Hierauf erwiderte der Bevollmächtigte der Antragsteller mit Schriftsatz vom 18. Juli 2021 und führte insbesondere aus, die Antragsteller und das Thema ihrer Veranstaltung erfüllten nicht das Kriterium nach § 2 des Nutzungsvertrags und auch nicht die Kriterien der IHRA-Definition. Zudem habe das Kulturreferat der Antragsgegnerin mit E-Mail vom 13. Juli 2021 bestätigt, dass die Betreiber des E. Haus die städtischen Vorgaben zur Raumvermietung korrekt umgesetzt hätten. Zugelassen seien in dem Raum 109 oder 108 zurzeit zehn Personen. Nicht mehr und nicht weniger Personen sollten dort teilnehmen. Die Antragsteller hätten zudem erklärt, dass sie die infektionsrechtlichen Vorgaben einhalten würden. Die Leute müssten sich anmelden und müssten angeben, ob sie per Zoom oder nicht per Zoom teilnehmen wollten. Es würden fünf Personen teilnehmen, die von Anfang an feststünden. Auf der Website der … sei eine Teilnahme von Unbekannten in München ausgeschlossen worden. Das Urteil des Bayerischen Verwaltungsgerichtshofs vom 17. November 2020 sei der Maßstab der rechtlichen Bewertung und keine eventuelle in der Zukunft liegende Entscheidung der Revisionsinstanz, die keine Aussicht auf Erfolg habe. Hier sei die Sache zudem anders gelagert, da nur die „Arbeitsdefinition Antisemitismus“ in den Nutzungsvertrag aufgenommen worden sei. Mit der Warnung, der Verurteilung und dem Verbot gegenüber der …-Kampagne im Stadtratsbeschluss, deren Begründung und deren Anwendung würden die Grundrechte der Antragsteller aus Art. 5 Abs. 1 S. 1 GG und Art. 8 Abs. 1 GG verletzt, was weiter ausgeführt wurde.

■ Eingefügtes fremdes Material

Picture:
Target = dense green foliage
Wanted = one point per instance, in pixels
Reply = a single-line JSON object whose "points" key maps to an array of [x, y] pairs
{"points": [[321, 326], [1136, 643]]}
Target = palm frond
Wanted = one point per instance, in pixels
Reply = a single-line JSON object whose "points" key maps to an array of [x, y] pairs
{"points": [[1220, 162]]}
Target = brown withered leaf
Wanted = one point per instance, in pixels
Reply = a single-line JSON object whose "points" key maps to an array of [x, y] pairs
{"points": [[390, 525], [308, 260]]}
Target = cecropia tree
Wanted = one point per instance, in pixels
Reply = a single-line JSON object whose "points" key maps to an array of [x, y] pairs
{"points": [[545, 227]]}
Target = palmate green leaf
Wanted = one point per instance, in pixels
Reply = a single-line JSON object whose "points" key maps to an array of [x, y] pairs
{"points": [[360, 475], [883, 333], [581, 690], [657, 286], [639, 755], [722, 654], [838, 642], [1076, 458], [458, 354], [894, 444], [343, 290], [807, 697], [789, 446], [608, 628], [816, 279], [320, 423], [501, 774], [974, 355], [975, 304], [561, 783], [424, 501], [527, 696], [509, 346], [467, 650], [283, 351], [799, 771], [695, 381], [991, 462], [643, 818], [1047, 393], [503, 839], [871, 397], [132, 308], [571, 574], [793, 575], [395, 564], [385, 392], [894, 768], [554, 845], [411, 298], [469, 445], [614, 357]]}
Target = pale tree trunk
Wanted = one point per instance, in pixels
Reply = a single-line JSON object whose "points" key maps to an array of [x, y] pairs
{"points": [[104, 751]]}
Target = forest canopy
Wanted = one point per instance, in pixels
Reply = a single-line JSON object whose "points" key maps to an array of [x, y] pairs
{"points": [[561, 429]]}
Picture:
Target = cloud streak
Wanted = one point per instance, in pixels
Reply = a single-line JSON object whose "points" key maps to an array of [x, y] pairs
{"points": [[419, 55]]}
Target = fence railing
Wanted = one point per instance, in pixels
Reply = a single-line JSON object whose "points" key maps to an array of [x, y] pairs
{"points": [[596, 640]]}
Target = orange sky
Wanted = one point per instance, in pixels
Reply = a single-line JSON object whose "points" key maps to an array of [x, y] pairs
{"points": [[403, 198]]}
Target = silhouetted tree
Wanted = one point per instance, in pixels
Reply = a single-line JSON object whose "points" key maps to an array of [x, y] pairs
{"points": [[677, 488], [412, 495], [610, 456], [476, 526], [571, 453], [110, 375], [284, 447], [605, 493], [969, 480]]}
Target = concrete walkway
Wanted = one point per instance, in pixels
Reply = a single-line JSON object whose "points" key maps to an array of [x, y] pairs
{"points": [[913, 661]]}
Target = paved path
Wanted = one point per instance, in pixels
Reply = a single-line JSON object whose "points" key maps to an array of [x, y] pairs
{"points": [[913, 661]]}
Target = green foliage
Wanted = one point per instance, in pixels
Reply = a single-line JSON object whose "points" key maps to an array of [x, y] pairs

Wegen der weiteren Einzelheiten des Sach- und Streitstandes wird auf die Gerichtsakte Bezug genommen.
II.
Der Antrag nach § 123 VwGO hat Erfolg.
Der zulässige Hauptantrag ist begründet.
Nach § 123 Abs. 1 VwGO kann das Gericht auf Antrag, auch schon vor Klageerhebung, eine einstweilige Anordnung in Bezug auf den Streitgegenstand treffen, wenn die Gefahr besteht, dass durch eine Veränderung des bestehenden Zustands die Verwirklichung eines Rechts des Antragstellers vereitelt oder wesentlich erschwert werden könnte. Einstweilige Anordnungen sind auch zur Regelung eines vorläufigen Zustands in Bezug auf ein streitiges Rechtsverhältnis zulässig, wenn diese Regelung vor allem bei dauernden Rechtsverhältnissen, um wesentliche Nachteile abzuwenden oder drohende Gewalt zu verhindern oder aus anderen Gründen, nötig erscheint. Nach § 123 Abs. 3 VwGO i.V.m. § 920 Abs. 2, § 294 Abs. 1 ZPO sind dabei sowohl ein Anordnungsanspruch, d.h. der materielle Grund, für den der Antragsteller vorläufig Rechtsschutz sucht, als auch ein Anordnungsgrund, der insbesondere durch die Eilbedürftigkeit der Regelung begründet wird, glaubhaft zu machen. Maßgebend sind dabei die tatsächlichen und rechtlichen Verhältnisse im Zeitpunkt der gerichtlichen Entscheidung (vgl. BayVGH, B.v. 29.6.2007 – 21 CE 07.1224 – juris Rn. 3; Schenke in Kopp/Schenke, VwGO, 25. Aufl. 2019, § 123 Rn. 6). Der Antrag kann nur Erfolg haben, wenn und soweit sich sowohl Anordnungsanspruch als auch Anordnungsgrund aufgrund der Bezeichnung und Glaubhaftmachung als überwiegend wahrscheinlich erweisen (vgl. BayVGH, B.v. 16.8.2010 – 11 CE 10.262 – juris Rn. 20 m.w.N.).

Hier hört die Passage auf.